Thursday, February 22, 2007

Why renters fat and thin are singing

It's a pretty safe bet the big story in housing this year will be steep increases in rents. The media have dubbed it the "rent crisis", with a leading property market forecaster, BIS Shrapnel, predicting that rents for inner-Sydney apartments will rise by more than 7 per cent a year for the next five years. But you'll hear worse than that before we're through.

Once again, politicians are going to sit by the sidelines while rents escalate. However, unlike mortgage payments, rentals go into the CPI calculation, and many employers peg wage raises to the CPI. Hence, indifferent, laissez-faire politicians will be watching national inflation spiralling out of control, and there is little interest rate rises from the Reserve Bank will do to fix it. The more interest rates go up to 'control inflation', the more new landlords who paid too much for their property will pass the costs on to tenants, and the more inflation will increase in the community. That's capitalist exploitation of property for you, egged on by the politicians...

Why renters fat and thin are singing

Tuesday, February 13, 2007

Wind out of sales

This shows the incredibly poor quality of urban planning in Sydney — people don't want to live in the far-flung outer suburbs because they are forced to commute huge distances to the city to work. Housing near the city is unaffordable. Housing further out can't be sold. The free-market free-wheeling approach to allocating housing simply isn't working.



DEVELOPERS have resorted to offering cash incentives and no-deposit finance as they struggle to sell newly built homes in Sydney's outer suburbs.

Multi-million-dollar housing developments on the city's outskirts have taken the biggest hit, with three rate rises in the past year deterring prospective homebuyers.

Housing Industry Association figures show the number of new houses sold in NSW over the past 10 years has slumped by 50 per cent.

The trend continued last year with 14,121 new homes sold around the country, compared with 14,175 the previous year and 39,860 in 1998/99.

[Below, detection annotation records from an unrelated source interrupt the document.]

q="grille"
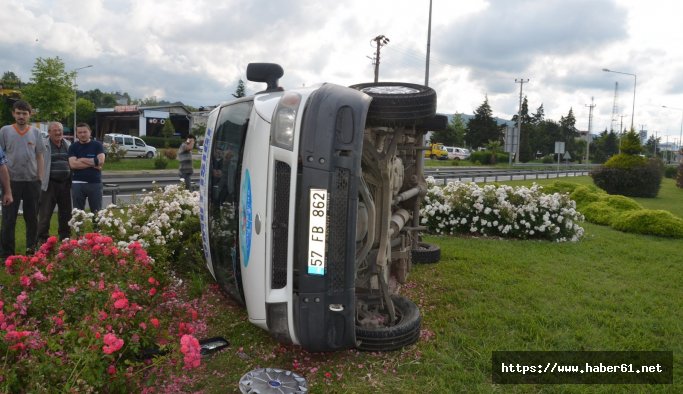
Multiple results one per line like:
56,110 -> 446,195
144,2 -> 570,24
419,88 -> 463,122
327,168 -> 350,293
270,161 -> 292,289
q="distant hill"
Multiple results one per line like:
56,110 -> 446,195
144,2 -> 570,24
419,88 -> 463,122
442,114 -> 515,127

The national figures tell a similar story. Last year, 107,145 new homes were sold, down from 110,979 the previous year.

Half-empty streets and rows of for-sale signs are common at some of the multi-million-dollar estates in outer Sydney as developers turn to lavish gifts and no-deposit finance to attract buyers.

Some estates are offering cash incentives of up to $10,000, no-deposit finance, fixed interest rates or free extras such as air-conditioning.

Only 951 new homes were sold in NSW in December, 2006 - down from about 1127 in December, 2005.

Simon Tennent, executive director of housing and economics for the Housing Industry Association, said Sydney prices were driving young couples and families out of the homebuyer market.

"I'm not surprised (at the fall in NSW), with the price of land in Sydney's growth areas,'' he said.

"And at the end of last year, the three interest rate rises and nerves over other prices, like petrol, just took the wind out of the sails.''

HIA figures show the median block of land in Sydney costs about $325,000 while a similar-sized block in Melbourne costs only $150,000.

"I'm not surprised that some estates are struggling,'' Mr Tennent said. "These are great quality homes on excellent estates, but do the simple maths and you can't afford them.''

The Sunday Telegraph visited several major developments last week. One street in Prestons has 19 houses for sale. At another development site, only 32 of 54 lots had been sold - five in the past four weeks.

Michael McNamara, of Australian Property Monitors, said the new estates had become an unattractive option for those working in the city.

"People just don't want to live there,'' he said. "It's so difficult to get from the outer suburbs of Sydney to the city.''


Wind out of sales The Daily Telegraph

Saturday, February 03, 2007

Housing surge to favour rich

Mr McNamara said that as the three interest rate rises of 2006 took affect, the impact would be felt more deeply by low-to-middle income earners, creating weak property markets in the mortgage belt areas of Sydney, Melbourne and Brisbane.

"Sadly, forced sales will continue to create an oversupply and flat demand in these areas," he said.

The real story is that foreclosures are up, demand at high prices is down, and the boom is over. The bust begins.

(There is no 'surge', just a slight increase in upmarket properties -- largely due to more profits flowing to the top of business in the new environment.)